Treatment of Meadow Saffron Poisoning in Dogs
Decontamination of the stomach and gastrointestinal tract is imperative in cases of meadow saffron poisoning. If your dog has not vomited since the time of ingestion, the veterinarian may induce vomiting to rid his stomach of any remaining plant contents. If this is unsuccessful, she may administer activated charcoal to bind to the toxin in your dog’s system before the blood stream can absorb any more of it. If she feels it is needed, she may decide to flush your dog’s stomach since the meadow saffron can cause life threatening side effects.
Fluid therapy with electrolytes will be started almost immediately. Not only will this correct for any degree of dehydration your dog is experiencing, but it will also flush the toxin from his system quicker. The more fluids he receives, the more he will need to urinate; the faster he needs to urinate, the faster the toxin will get out of his system. The goal is to get your dog to urinate quickly and frequently to pass the toxin from his system before it is absorbed.
An antihistamine will be administered to help with the swallowing difficulties and respiratory distress. He may also be put on oxygen support to keep is oxygen levels up. Depending on his need, he will either receive oxygen via flow-by method or be placed in an oxygen cage. If this is unsuccessful or he is also going into shock, he will be intubated and kept on oxygen via intubation.
Any other symptom your dog is experiencing will be treated as seen fit by the veterinarian. If your dog is having convulsions, an anti-seizure medication will be administered. If your dog is experiencing weakness, he will be placed in a quiet confined space so he won’t cause accidental injury to himself.
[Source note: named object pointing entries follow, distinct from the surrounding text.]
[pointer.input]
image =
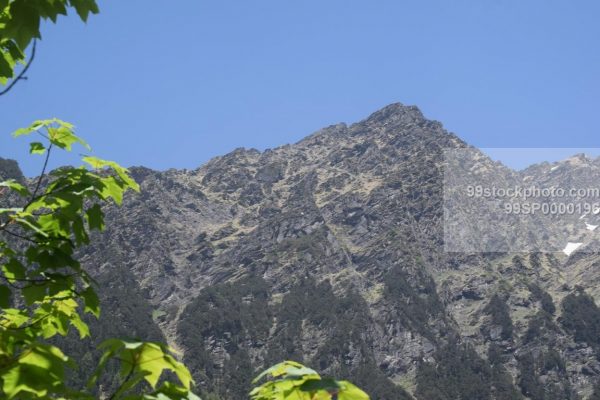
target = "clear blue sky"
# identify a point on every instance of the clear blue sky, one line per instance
(172, 84)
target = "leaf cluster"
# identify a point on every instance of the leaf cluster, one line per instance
(291, 380)
(44, 291)
(20, 22)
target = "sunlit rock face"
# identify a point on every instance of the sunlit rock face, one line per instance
(330, 251)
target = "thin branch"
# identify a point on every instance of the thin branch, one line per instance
(39, 182)
(21, 75)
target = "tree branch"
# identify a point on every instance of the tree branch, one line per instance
(23, 72)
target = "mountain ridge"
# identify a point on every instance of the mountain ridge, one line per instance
(330, 251)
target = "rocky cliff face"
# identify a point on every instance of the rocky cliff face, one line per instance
(330, 251)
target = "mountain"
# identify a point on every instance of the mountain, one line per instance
(331, 252)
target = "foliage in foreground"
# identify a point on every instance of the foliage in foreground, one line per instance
(44, 291)
(291, 380)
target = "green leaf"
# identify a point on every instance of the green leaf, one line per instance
(38, 371)
(33, 293)
(36, 148)
(84, 8)
(4, 296)
(24, 24)
(13, 269)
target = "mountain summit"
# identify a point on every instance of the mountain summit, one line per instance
(330, 251)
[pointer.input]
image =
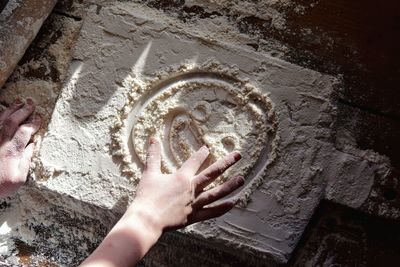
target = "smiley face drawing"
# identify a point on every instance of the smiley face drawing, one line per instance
(188, 113)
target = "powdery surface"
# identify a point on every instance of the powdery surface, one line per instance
(189, 107)
(118, 92)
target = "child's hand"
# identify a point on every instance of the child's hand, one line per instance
(171, 201)
(16, 129)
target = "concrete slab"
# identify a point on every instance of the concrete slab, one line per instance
(125, 59)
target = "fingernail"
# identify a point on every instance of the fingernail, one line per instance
(237, 155)
(204, 149)
(36, 118)
(240, 180)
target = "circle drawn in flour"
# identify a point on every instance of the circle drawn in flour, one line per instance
(190, 110)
If your dog is experiencing bone marrow depression, he may need a transfusion. However, this can be very hard on your pet and if he is already experiencing other symptoms like organ damage, it may be too much for his body to handle.
Recovery of Meadow Saffron Poisoning in Dogs
Meadow saffron toxicity may be mild to life threatening. The symptoms your dog experiences will determine his prognosis of recovery. If he experiences mild symptoms such as increased thirst, vomiting, oral irritation or something similar, his chance of recovery is good. The more severe symptoms he develops, his prognosis of a full recovery declines. If he experiences convulsions, develops bone marrow suppression, organ damage, respiratory failure, paralysis or something severe, he may not ever make a full recovery or he may not survive.